Time series generation

Time series can be described as an ordered sequence of observations (Chatfield & Xing, 2019). A time series of size s is defined as X = (x₁, x₂,…,x_s) in which $x_t\in \mathbb{R}$ represents an observation at time t.

MAPP-Reviews generates time series for each software requirements cluster, where the observations represent how many times each requirement occurred in a period. Consequently, we know how many times a specific requirement was mentioned in the app reviews for each period. Each series models the temporal dynamics of a software requirement, i.e., the temporal evolution considering occurrences in negative reviews.

Some software requirements are naturally more frequent than others, as well as the tokens used to describe these requirements. For the time series analysis to be compared uniformly, we generate a normalized series for each requirement. Each observation in the time series is normalized according to Eq. (6),

(6) $$x_{normalized}={\displaystyle \frac{x}{z_p}}$$where x_normalized is the result of the normalization, where x is the frequency of cluster (time series observation) C in the period p, z_p is the total frequency of the period.

Figure 5 shows an example of one of the generated time series for a software requirement.

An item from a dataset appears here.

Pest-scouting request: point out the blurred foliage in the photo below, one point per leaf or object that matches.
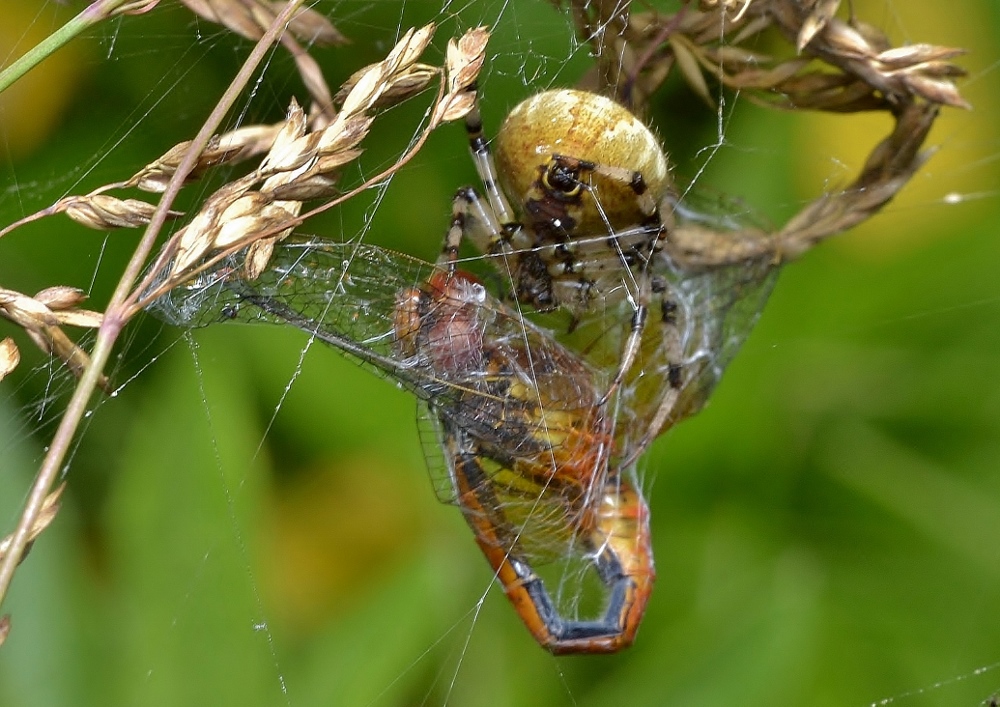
(824, 531)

The time dynamics represented in the time series indicate the behavior of the software requirement concerning negative reviews. Note that in some periods there are large increases in the mention of the requirement, thereby indicating that users have negatively evaluated the app for that requirement. Predicting the occurrence of these periods for software maintenance, aiming to minimize the number of future negative reviews is the objective of the MAPP-Reviews predictive model discussed in the next section.

Predictive models

Predictive models for time series are very useful to support an organization in its planning and decision-making. Such models explore past observations to estimate observations in future horizons, given a confidence interval. In our MAPP-Reviews method, we aim to detect the negative reviews of a software requirement that are starting to happen and make a forecast to see if they will become serious in the subsequent periods, i.e., high frequency in negative reviews. The general idea is to use p points from the time series to estimate the next p + h points, where h is the prediction horizon.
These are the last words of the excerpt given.